Setting Eylea's sights

Eylea's success in AMD tied to Regeneron's pricing vs Lucentis, Avastin

The fact that doctors are using Avastin bevacizumab and Lucentis ranibizumab less often than their recommended once-monthly dosing to treat wet AMD has the potential to work both for and against Regeneron Pharmaceuticals Inc.'s bi-monthly Eylea aflibercept.

On one hand, some physicians are becoming more comfortable prescribing Avastin and Lucentis less frequently, potentially blunting Eylea's dosing advantage. On the other, their comfort with experimenting with Avastin and Lucentis dosing could carry over to experimenting with even less frequent dosing of Eylea.

The missing variable is Eylea's price, which Regeneron hasn't disclosed. Avastin's price tag is $50 per dose, whereas Lucentis' is $2,000. If Eylea's price is at or above that of Lucentis, initial use of the compound is likely to be limited to patients who don't respond to the two anti-VEGF drugs.

"Interest in using Eylea will depend on the price," said Dean Eliott, a retina surgeon at the Massachusetts Eye and Ear Infirmary. "If it is extraordinarily expensive, it may be used less or not at all; if it is cheap, it could get used almost exclusively."

A new Ey-ra

On June 17, FDA's Dermatologic and Ophthalmic Drugs Advisory Committee voted 10-0 that the available safety and efficacy data are adequate for approval of Eylea to treat wet age-related macular degeneration.

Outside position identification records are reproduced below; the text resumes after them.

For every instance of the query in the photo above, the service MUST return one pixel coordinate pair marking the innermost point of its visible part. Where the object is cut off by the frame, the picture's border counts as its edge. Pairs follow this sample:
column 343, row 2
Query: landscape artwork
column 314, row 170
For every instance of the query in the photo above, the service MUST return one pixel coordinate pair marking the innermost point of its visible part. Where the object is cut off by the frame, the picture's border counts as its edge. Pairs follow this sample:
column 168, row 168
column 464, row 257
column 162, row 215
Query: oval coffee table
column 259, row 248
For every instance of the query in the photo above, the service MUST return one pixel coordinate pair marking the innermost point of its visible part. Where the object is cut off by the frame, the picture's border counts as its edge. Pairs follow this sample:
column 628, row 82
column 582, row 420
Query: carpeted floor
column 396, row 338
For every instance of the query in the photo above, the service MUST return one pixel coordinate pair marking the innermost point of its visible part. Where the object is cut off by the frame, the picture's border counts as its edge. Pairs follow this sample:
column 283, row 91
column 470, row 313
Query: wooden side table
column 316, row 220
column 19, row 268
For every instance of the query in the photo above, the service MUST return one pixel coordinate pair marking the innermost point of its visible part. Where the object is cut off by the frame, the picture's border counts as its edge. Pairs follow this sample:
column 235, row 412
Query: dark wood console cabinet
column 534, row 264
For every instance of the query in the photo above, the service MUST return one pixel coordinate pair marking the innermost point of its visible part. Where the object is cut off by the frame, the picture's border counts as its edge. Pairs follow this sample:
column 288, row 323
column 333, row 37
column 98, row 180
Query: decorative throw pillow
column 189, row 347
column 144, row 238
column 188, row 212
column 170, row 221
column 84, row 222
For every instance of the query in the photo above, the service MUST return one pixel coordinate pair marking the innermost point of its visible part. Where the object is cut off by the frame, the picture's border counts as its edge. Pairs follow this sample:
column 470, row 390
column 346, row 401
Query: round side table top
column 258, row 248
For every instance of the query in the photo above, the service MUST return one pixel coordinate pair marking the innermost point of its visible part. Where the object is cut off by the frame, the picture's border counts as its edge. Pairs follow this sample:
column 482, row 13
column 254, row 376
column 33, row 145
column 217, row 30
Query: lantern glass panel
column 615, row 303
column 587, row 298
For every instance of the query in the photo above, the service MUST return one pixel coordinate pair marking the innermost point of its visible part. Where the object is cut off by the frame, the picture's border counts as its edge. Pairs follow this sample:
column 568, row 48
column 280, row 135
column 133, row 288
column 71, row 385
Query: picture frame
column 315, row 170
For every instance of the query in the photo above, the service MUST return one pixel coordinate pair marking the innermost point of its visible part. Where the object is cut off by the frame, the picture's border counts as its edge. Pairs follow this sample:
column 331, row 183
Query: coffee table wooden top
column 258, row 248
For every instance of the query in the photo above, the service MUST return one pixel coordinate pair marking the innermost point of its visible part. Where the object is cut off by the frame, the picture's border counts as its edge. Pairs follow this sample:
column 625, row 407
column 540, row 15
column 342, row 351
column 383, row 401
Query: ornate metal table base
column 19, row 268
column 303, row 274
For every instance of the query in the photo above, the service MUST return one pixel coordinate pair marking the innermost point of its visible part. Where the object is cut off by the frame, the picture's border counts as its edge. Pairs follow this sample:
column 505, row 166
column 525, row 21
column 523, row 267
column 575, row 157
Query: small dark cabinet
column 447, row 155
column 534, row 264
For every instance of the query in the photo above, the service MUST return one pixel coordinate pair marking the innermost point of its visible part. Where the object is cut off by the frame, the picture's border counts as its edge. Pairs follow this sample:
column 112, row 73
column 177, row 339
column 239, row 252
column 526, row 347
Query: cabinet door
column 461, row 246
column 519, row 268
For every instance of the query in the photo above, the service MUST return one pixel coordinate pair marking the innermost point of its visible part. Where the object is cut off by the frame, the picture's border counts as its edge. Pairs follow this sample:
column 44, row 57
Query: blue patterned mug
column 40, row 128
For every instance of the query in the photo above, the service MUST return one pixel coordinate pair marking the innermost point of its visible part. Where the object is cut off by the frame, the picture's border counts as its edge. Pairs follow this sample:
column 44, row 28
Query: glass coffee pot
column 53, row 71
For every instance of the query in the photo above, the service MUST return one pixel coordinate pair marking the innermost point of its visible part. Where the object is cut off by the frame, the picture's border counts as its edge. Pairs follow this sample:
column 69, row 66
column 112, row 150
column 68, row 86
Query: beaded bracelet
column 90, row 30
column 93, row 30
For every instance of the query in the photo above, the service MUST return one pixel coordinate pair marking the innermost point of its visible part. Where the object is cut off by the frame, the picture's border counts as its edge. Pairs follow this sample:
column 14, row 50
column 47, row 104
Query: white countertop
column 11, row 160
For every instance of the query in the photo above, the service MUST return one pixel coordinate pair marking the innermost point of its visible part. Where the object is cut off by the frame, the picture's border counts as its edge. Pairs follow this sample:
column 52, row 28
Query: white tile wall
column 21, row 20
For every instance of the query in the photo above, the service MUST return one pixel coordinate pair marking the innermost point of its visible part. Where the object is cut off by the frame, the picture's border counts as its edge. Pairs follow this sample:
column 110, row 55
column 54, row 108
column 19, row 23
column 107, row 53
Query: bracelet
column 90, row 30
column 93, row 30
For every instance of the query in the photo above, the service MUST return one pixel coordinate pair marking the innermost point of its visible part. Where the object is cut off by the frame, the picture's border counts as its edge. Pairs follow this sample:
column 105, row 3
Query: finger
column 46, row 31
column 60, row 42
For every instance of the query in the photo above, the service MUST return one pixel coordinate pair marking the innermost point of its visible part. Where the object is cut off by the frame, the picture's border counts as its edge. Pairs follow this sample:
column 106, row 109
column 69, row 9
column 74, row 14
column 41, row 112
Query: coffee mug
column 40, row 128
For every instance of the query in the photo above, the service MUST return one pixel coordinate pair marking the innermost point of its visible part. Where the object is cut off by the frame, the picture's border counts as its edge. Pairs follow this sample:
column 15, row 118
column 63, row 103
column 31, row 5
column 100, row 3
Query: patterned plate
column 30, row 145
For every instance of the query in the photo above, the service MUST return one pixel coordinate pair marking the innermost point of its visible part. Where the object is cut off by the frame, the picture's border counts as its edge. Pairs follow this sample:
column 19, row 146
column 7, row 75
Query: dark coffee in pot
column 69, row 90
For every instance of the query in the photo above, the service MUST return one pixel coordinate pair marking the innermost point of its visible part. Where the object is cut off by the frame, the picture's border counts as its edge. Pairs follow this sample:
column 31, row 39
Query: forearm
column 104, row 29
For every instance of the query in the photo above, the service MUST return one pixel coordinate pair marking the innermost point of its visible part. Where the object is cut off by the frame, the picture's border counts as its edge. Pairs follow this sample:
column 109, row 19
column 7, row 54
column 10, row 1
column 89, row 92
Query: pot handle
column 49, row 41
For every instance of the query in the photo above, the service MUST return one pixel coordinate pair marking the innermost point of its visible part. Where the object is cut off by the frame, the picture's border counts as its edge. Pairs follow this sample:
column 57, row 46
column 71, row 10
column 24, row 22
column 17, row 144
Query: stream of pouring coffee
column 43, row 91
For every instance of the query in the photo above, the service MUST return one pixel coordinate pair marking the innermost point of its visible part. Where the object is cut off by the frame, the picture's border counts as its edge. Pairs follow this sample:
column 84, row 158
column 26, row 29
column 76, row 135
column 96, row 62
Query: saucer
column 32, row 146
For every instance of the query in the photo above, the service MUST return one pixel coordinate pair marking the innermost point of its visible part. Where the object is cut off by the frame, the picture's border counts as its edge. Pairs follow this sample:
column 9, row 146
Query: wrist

Eylea (formerly VEGF Trap-Eye) is a human fusion protein that contains the extracellular domains of two VEGF receptors linked to the Fc portion of human IgG. The molecule binds all forms of vascular endothelial growth factor A (VEGF-A) and placental growth factor (PIGF).

The mAb fragment Lucentis and the mAb Avastin bind VEGF-A. Novartis AG and Genentech Inc., a unit of Roche, market Lucentis for wet AMD. Genentech's Avastin is used off-label in the indication.

The composition of Eylea allows it to bind VEGF-A more tightly than Lucentis, thus allowing for less frequent dosing. Regeneron's BLA is supported by 52-week data from the VIEW 1 and 2 trials, which showed a bi-monthly dosing regimen was non-inferior to monthly Lucentis (see BioCentury, Dec. 6, 2010).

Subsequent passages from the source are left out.